GBR Challenge General Manager David Barnes has hit back against allegations that GBR Challenge had breached Cup protocol by buying the 2000 Nippon Challenge lock, stock and barrel

As the America’s Cup rumour mill begins to spin, allegations of wrong-doing and litigious skullduggery abound. The latest syndicate to find itself in the ‘dock’ is GBR Challenge. It has been suggested that Peter Harrison broke America’s Cup protocol when he bought three boats, several containers of gear and the services of Nippon’s Japanese designers.

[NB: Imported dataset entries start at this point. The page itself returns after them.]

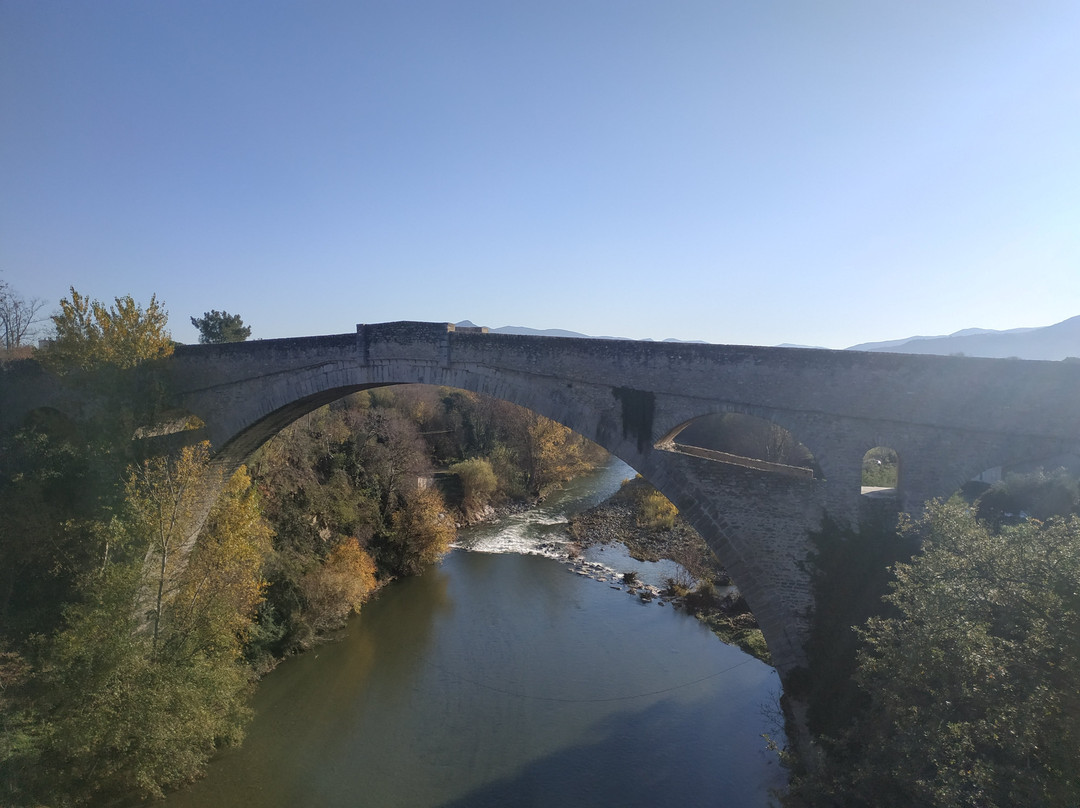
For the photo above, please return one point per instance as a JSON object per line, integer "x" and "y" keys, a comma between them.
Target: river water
{"x": 501, "y": 677}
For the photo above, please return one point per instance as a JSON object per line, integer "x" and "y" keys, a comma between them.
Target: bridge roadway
{"x": 948, "y": 418}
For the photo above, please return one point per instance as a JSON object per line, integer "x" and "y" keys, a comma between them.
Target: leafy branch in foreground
{"x": 974, "y": 686}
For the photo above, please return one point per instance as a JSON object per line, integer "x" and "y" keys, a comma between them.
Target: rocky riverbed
{"x": 619, "y": 520}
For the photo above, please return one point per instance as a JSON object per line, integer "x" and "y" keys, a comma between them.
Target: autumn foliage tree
{"x": 422, "y": 532}
{"x": 90, "y": 335}
{"x": 973, "y": 686}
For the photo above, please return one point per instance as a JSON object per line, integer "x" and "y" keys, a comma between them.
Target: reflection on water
{"x": 502, "y": 679}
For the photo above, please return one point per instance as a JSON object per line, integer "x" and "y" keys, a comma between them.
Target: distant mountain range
{"x": 1055, "y": 341}
{"x": 1052, "y": 342}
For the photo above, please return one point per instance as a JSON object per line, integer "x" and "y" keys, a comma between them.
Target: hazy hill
{"x": 1051, "y": 342}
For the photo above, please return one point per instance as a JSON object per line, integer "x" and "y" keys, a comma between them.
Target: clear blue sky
{"x": 821, "y": 173}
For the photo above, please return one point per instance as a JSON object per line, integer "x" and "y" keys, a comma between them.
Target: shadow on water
{"x": 505, "y": 679}
{"x": 664, "y": 766}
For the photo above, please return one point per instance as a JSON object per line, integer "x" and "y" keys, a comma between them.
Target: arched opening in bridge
{"x": 353, "y": 466}
{"x": 743, "y": 440}
{"x": 880, "y": 473}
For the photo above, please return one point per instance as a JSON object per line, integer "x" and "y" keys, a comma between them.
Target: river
{"x": 500, "y": 677}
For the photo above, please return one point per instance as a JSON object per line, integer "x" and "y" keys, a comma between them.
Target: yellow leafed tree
{"x": 339, "y": 586}
{"x": 90, "y": 335}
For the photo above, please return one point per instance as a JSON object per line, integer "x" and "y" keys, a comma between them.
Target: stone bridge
{"x": 948, "y": 418}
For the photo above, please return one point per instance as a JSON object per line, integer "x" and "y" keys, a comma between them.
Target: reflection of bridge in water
{"x": 948, "y": 418}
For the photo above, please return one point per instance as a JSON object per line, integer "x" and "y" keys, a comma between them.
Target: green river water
{"x": 500, "y": 677}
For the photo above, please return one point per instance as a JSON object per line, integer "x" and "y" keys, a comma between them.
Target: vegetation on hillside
{"x": 963, "y": 685}
{"x": 133, "y": 623}
{"x": 220, "y": 326}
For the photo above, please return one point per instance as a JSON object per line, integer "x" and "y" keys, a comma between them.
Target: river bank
{"x": 704, "y": 590}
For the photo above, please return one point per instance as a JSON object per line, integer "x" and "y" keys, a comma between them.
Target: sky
{"x": 759, "y": 173}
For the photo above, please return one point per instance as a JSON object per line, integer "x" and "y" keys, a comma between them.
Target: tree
{"x": 220, "y": 326}
{"x": 338, "y": 587}
{"x": 974, "y": 686}
{"x": 477, "y": 483}
{"x": 17, "y": 317}
{"x": 421, "y": 533}
{"x": 90, "y": 336}
{"x": 165, "y": 497}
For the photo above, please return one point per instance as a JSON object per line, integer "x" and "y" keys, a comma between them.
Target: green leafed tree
{"x": 220, "y": 326}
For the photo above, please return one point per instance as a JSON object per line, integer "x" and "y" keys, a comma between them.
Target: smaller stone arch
{"x": 880, "y": 471}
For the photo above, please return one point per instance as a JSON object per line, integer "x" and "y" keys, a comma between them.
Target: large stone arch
{"x": 723, "y": 505}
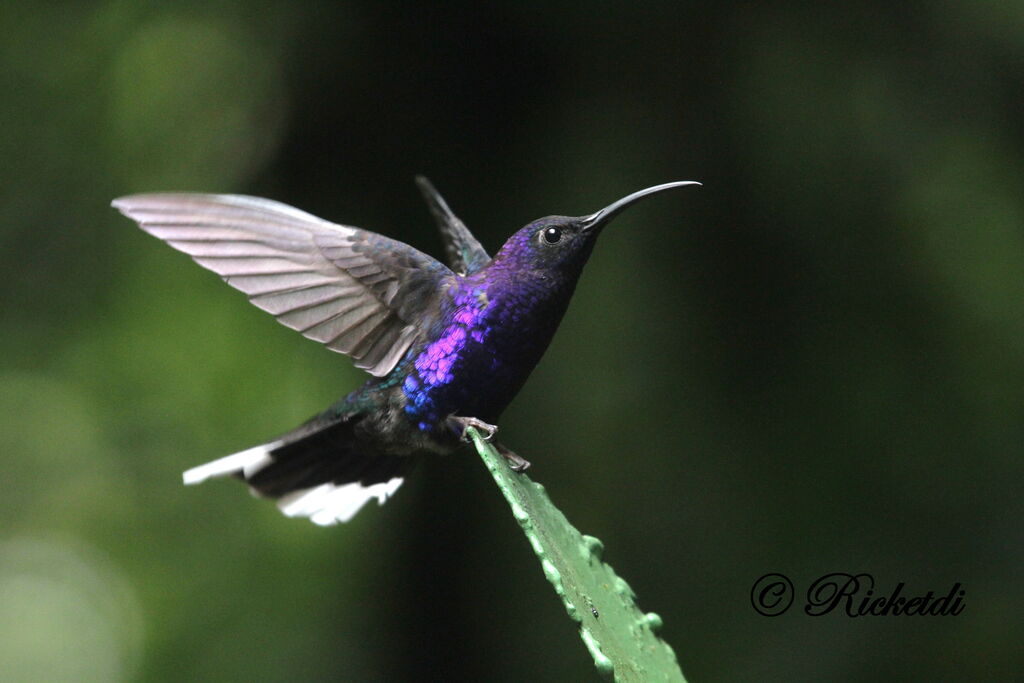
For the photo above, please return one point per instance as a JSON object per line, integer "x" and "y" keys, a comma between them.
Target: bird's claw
{"x": 460, "y": 426}
{"x": 516, "y": 462}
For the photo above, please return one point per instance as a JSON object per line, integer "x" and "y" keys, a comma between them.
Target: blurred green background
{"x": 813, "y": 364}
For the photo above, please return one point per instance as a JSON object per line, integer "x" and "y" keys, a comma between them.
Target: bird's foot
{"x": 459, "y": 425}
{"x": 516, "y": 462}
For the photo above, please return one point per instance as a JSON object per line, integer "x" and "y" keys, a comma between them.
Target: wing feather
{"x": 354, "y": 291}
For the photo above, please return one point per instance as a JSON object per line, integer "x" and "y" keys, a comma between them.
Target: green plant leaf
{"x": 622, "y": 639}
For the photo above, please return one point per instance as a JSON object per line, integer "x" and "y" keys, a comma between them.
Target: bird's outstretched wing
{"x": 465, "y": 254}
{"x": 356, "y": 292}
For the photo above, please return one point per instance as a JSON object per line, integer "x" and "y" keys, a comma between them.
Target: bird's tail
{"x": 312, "y": 471}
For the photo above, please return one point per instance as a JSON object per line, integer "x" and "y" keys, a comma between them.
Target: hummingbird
{"x": 446, "y": 347}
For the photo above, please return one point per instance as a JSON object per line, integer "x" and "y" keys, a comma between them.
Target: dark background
{"x": 812, "y": 364}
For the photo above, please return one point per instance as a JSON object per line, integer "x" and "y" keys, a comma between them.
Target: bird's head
{"x": 562, "y": 244}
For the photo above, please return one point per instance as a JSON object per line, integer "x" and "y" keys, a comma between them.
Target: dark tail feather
{"x": 313, "y": 471}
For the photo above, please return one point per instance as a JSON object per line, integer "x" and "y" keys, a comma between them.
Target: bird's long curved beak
{"x": 598, "y": 220}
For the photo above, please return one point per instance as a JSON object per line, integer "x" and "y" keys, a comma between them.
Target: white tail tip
{"x": 248, "y": 462}
{"x": 330, "y": 504}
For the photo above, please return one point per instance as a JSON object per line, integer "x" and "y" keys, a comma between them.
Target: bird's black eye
{"x": 552, "y": 236}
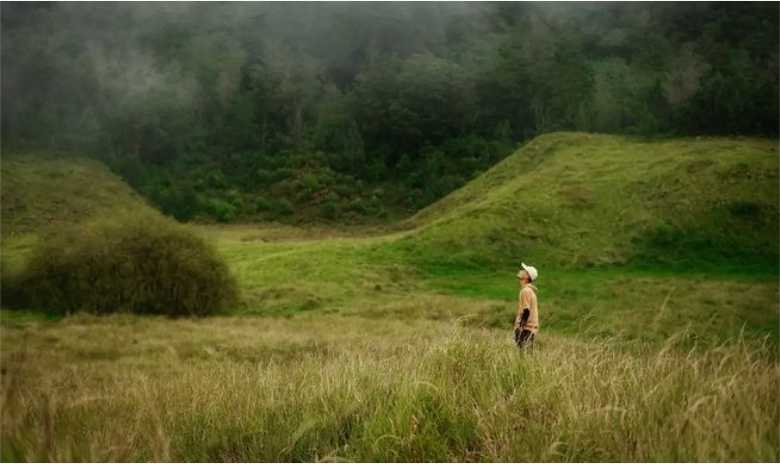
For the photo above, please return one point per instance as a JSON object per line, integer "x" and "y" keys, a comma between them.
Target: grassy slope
{"x": 427, "y": 370}
{"x": 456, "y": 259}
{"x": 39, "y": 192}
{"x": 578, "y": 200}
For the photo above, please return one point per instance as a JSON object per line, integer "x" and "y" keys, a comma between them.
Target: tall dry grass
{"x": 333, "y": 388}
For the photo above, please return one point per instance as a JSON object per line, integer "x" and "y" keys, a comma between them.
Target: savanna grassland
{"x": 659, "y": 318}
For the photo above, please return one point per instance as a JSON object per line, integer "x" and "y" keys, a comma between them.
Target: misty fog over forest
{"x": 365, "y": 110}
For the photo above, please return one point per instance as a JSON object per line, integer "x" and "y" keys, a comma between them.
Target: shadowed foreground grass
{"x": 122, "y": 387}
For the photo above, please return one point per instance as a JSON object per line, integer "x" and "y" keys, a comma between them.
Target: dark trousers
{"x": 524, "y": 338}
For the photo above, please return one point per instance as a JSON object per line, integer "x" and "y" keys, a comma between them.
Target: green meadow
{"x": 659, "y": 314}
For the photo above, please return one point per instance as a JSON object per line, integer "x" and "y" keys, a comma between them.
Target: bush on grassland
{"x": 141, "y": 263}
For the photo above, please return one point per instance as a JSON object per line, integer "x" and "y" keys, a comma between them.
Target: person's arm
{"x": 523, "y": 309}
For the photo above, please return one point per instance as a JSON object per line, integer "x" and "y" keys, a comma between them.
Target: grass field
{"x": 659, "y": 309}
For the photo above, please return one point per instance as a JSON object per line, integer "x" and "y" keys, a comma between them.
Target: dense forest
{"x": 364, "y": 111}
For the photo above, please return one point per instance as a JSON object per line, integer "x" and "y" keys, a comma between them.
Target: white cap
{"x": 532, "y": 272}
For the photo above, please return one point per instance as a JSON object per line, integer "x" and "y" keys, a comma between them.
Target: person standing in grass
{"x": 527, "y": 319}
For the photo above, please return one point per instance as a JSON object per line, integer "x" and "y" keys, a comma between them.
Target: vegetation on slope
{"x": 579, "y": 200}
{"x": 329, "y": 106}
{"x": 41, "y": 190}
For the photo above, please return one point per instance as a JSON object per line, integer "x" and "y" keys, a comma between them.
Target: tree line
{"x": 366, "y": 110}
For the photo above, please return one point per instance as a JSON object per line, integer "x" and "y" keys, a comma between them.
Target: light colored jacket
{"x": 527, "y": 299}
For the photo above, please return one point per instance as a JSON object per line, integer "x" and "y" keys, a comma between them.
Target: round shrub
{"x": 141, "y": 263}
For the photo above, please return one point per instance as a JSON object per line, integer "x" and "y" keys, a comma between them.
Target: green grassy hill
{"x": 578, "y": 200}
{"x": 659, "y": 310}
{"x": 632, "y": 238}
{"x": 39, "y": 191}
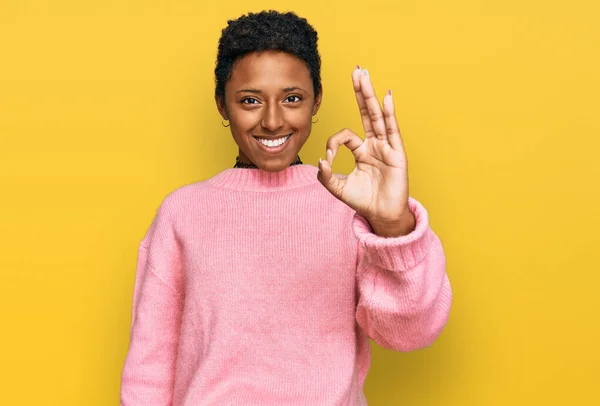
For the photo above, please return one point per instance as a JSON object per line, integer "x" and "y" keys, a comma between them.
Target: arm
{"x": 404, "y": 294}
{"x": 149, "y": 371}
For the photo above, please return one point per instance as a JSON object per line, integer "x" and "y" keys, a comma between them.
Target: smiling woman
{"x": 264, "y": 283}
{"x": 269, "y": 100}
{"x": 268, "y": 84}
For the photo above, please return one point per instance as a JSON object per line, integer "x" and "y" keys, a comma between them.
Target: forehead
{"x": 270, "y": 70}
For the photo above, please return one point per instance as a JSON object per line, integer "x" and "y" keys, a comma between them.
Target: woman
{"x": 264, "y": 283}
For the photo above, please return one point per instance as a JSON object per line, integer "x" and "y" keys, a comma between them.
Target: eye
{"x": 249, "y": 100}
{"x": 297, "y": 99}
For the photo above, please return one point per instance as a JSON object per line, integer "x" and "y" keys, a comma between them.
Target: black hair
{"x": 267, "y": 30}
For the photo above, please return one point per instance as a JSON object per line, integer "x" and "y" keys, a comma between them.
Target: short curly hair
{"x": 267, "y": 30}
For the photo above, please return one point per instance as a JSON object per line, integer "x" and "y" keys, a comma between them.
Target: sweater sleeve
{"x": 404, "y": 294}
{"x": 149, "y": 370}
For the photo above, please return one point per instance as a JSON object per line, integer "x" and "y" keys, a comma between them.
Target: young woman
{"x": 264, "y": 283}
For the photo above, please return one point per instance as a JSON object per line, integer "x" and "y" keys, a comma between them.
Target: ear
{"x": 317, "y": 102}
{"x": 221, "y": 107}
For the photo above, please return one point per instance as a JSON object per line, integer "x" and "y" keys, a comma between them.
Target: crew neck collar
{"x": 256, "y": 179}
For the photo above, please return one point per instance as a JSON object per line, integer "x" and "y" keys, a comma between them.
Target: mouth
{"x": 273, "y": 144}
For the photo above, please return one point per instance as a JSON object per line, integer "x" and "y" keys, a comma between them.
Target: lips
{"x": 271, "y": 138}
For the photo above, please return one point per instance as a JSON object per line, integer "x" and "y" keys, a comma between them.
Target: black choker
{"x": 239, "y": 164}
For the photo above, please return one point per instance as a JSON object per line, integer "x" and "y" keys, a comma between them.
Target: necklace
{"x": 239, "y": 164}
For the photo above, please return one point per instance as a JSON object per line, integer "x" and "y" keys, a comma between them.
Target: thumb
{"x": 334, "y": 184}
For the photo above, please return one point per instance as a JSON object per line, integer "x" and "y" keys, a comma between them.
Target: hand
{"x": 377, "y": 188}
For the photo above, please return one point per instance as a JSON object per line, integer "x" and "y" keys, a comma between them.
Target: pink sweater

The clause that has allegedly been breached states that syndicates are forbidden from buying “plans, specifications and design information” from another syndicate. The spirit of this clause intends to prevent the sharing of information and technical specifications between syndicates, ensuring each syndicate’s challenge is entirely independent of any other.

GBR Challenge General Manager David Barnes scotched the rumours by pointing out that the purchase of the Nippon syndicate was simply a starting point for GBR Challenge. “We specifically acquired the assets,” Barnes told the New Zealand Herald, “but none of the design information – you are not allowed to.”

Barnes made it clear that probity was a cornerstone of GBR Challenge’s campaign, as shown by their immediate shopping of the former OneWorld crewmember touting design secrets. According to Barnes, “Peter has always said, ‘I don’t want to put all this money into a campaign and fall before the first hurdle’.”